What I've been doing is stripping away the file path and .xml extension in order to just leave the abbreviated article name. We'll say these names are stored in a single column of our data frame (we'll call it df) and the column header is filename. To perform the 'string stripping' operation you could do the following:

df["filename"] = df.filename.map(lambda x: x.lstrip('/some/local/directory/')) df["filename"] = df.filename.map(lambda x: x.replace(' ', '')[:-4])

If I had a list of these names, say:

keys = ['j.jct.2005.03.012', ...]

and the data frame pulled from ThermoML (with the filename column formatted like above). I could write:

ind = df.filename.isin(keys) df = df[ind]

You should be left with all of the data from the articles specified in keys

jchodera commented 8 years ago

Some quantities are easier to calculate with NPT simulations, and some are easier to calculate with NVT simulations. There's always ways to get around that, (for example, (dP/dT)_V can be calculated as - (dV/dT)_P / (dV/dT)_P ), but that might be something to think about specifying in the calculation.

The user will be isolated from this by having the PropertyCalculator figure out what the best strategy is. The most important thing is to capture the experimental conditions under which the measurement was made.

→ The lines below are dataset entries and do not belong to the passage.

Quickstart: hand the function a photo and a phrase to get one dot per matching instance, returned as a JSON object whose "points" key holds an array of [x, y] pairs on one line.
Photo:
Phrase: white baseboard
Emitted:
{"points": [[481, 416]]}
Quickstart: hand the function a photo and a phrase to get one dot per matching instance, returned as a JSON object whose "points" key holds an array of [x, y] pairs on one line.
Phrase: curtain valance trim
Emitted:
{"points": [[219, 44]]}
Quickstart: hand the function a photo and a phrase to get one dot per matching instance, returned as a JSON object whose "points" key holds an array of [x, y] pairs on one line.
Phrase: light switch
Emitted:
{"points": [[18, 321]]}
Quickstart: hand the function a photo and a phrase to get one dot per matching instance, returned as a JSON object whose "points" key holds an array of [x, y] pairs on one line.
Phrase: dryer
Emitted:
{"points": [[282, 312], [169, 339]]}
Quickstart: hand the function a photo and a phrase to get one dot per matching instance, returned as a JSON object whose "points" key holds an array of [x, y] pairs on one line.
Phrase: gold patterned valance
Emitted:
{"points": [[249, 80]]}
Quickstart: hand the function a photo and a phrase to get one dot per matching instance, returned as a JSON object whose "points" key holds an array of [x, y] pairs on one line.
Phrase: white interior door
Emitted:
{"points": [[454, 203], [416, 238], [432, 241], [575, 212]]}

jchodera commented 8 years ago

@bmanubay: What about retrieval from the ThermoML Archive online directly? Is there a way to look up the URL from the short key alone, or is locating the XML file only possible once you have retrieved a full local copy of the Archive?

bmanubay commented 8 years ago

@jchodera I'm unsure of a way to do it programmatically. I'd have to look into that further. You can certainly find the articles via Google search from the short key.

I'll have to do a little fiddling with the ThermoPyL library to give a satisfying answer though.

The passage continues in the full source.